Another demo contractor demonstrating considerable increased activity in 2013 is Cherry Cos. of Houston. Its $94.5 million revenue figure for 2013 represents 49.3 percent growth in sales.
The 2014 list also contains new names, either from companies that have enjoyed enough growth to make the list or for whom we did not have reliable revenue figures allowing us to include them.
The companies holding the No. 11 and No. 12 slots on the 2013 version of the 20 Largest Demolition Contractors list are both new to the list: Precision Demolition LLC of Lewisville, Texas, and Adamo Group Inc. of Detroit.
The other addition to this year’s list is JW Demolition of Charlotte, North Carolina, with $19 million in 2013 revenue, which allowed it to place 19th on the list.
Fits and starts
As the NDA’s Taylor points out, the recovery from the recession of 2008 and 2009 has been unsteady and at times hesitant. If it does not in fact take a full 10 years to recover, to many business owners it will certainly feel like it, he says.
Taylor is retiring as the NDA’s executive director at the end of 2014, and leaves behind an industry sector that has bounced back admirably from the depths it had reached five years ago.
Nonetheless, executives and managers leading the 20 largest demolition firms as they try to work their way higher on our list will face challenges in the ensuing two years along with any opportunities for increased work.
The Associated General Contractors (AGC), Arlington, Virginia, is on the same page as Taylor regarding future difficulties in finding qualified people to perform the work.
The good news, says the AGC, is that the construction industry added 16,000 jobs in September 2014, and “the sector’s unemployment rate fell to 7 percent, the lowest rate for September in years,” the AGC announced in mid-October.

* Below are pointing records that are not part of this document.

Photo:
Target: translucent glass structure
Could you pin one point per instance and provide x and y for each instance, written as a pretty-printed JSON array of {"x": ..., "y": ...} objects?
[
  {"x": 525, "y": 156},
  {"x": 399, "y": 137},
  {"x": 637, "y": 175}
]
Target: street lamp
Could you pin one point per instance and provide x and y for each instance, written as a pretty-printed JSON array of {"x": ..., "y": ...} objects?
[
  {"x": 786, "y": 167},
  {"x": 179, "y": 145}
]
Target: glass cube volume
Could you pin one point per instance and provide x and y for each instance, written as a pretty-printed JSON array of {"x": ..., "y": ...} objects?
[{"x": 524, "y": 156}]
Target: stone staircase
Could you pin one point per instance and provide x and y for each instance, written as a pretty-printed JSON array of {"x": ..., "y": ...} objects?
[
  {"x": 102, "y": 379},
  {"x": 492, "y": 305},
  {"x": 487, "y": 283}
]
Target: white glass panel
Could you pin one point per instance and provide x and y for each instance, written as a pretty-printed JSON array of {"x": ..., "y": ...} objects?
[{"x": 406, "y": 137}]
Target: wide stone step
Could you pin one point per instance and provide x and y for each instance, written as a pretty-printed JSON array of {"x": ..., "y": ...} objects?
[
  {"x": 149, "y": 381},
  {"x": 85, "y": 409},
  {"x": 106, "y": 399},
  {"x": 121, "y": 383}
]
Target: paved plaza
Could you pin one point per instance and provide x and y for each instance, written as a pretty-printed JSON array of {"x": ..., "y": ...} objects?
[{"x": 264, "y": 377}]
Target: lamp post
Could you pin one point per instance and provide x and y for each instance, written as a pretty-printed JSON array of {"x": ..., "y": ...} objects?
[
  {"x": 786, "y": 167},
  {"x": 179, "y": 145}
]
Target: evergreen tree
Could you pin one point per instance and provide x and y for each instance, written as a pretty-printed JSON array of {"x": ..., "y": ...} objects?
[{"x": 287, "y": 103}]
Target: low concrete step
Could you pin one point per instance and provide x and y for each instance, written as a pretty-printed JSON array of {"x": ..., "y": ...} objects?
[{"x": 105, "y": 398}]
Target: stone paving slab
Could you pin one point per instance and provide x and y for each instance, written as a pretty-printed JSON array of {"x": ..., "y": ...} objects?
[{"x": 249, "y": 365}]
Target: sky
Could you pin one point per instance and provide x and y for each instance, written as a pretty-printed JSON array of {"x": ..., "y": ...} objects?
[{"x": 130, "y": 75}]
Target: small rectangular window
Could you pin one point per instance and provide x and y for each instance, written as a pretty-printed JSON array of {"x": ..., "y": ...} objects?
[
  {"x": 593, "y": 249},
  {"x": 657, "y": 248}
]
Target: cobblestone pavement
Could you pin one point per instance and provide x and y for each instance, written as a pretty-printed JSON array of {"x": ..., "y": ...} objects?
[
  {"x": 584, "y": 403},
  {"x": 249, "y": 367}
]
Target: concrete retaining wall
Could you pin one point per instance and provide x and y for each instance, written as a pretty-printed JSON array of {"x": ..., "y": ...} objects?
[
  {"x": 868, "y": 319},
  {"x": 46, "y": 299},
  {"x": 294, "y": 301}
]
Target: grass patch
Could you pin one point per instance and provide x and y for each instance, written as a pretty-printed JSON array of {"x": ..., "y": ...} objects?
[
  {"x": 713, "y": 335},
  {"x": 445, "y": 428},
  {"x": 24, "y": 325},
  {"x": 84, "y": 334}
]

Stephen E. Sandherr, CEO of the AGC, also says, “The number of workers who said they looked for work in the past month and had last worked in construction fell to 604,000 in September. The last time the number of unemployed construction workers dropped that low was August 2007, a time when the construction industry was struggling with widespread worker shortages that prompted project delays and increased costs.”
He adds, however, “Labor shortages happen when a growing industry meets a stagnant pool of qualified workers. It is time to align our education and training systems with current economic conditions so more young people can benefit from the rebound in construction demand.”